June 16, 2003 2:13 PM PDT
XML and Unicode: Mix with care
Dealing with XML
Published by the Unicode Consortium, Unicode is a standard character set for computers that aims to assign a number for every character in every written language. XML (Extensible Markup Language), a World Wide Web Consortium (W3C) recommendation for marking up digital documents and creating new markup languages for specific tasks or industries, relies on Unicode and closely tracks its revisions.
But a technical report released by the Unicode Consortium--and simultaneously published as a note by the W3C's internationalization activity--warns document authors that some Unicode features are going to cause XML applications, HTML browsers, and other programs to choke.
Conflict arises between Unicode and Web markup languages from the fundamentally different philosophies that underlie the character set and Web standards. While Unicode produces a one-for-one, linear correspondence for every character on the page, XML and its Web-based relatives are more flexible in that they let authors assign different style and functional attributes to a single character, word or page.
For example, Unicode provides what's called "compatibility characters," separate numbers to designate superscript or subscript numerals or letters. With HTML or XML, by contrast, the author would use the basic character and then style it as superscript or subscript.
All things being equal, the W3C advises authors to use the markup alternatives.
Compatibility characters are "just not the long-term, sound way to do things," said Martin Duerst, the W3C's internationalization activity lead and a visiting scientist at the Massachusetts Institute of Technology's Laboratory for Computer Science. "We're urging authors to use Unicode in a responsible and adequate way when it's used with XML."
Many times, authors know that their Unicode is destined to be read by Web browsers and other XML applications. But some of the conflicts crop up as a surprise when XML applications are fed information from older databases and information repositories.
That's when applications that are designed for markup languages start stuttering on characters that designate things like vertical tabulators, tab feeds and other controls.

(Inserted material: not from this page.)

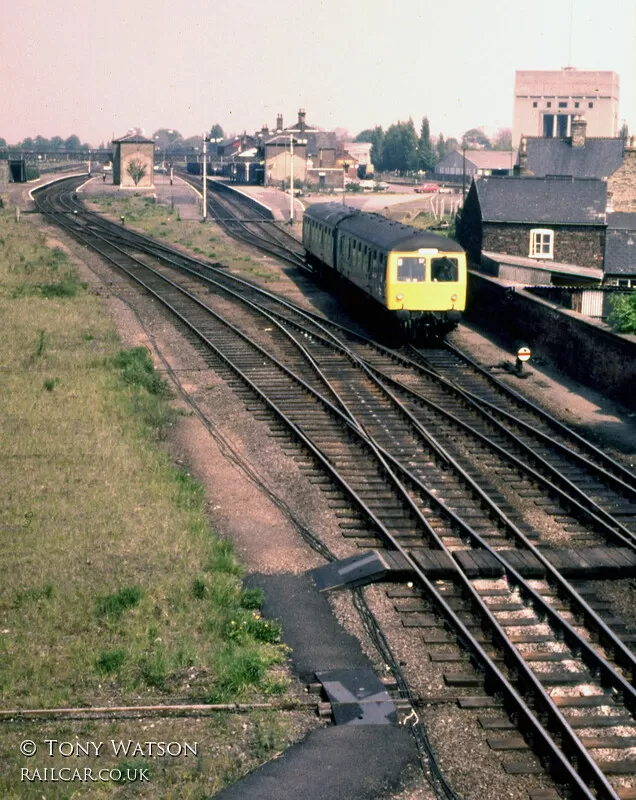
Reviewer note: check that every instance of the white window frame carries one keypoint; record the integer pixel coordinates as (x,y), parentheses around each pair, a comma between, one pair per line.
(539,237)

"In the report we go through a lot of different kinds of characters that, in one way or another, may make sense in a legacy system or in plain text, but once you have markup at your disposition, you can use structure," Duerst said. "You want to use structure instead of a character, a number. If you're using XML, use what XML makes available. Control character stuff really doesn't work."
The fourth version of Unicode will be out in book form later this year. Prepublication versions of Unicode 4.0 are available online now.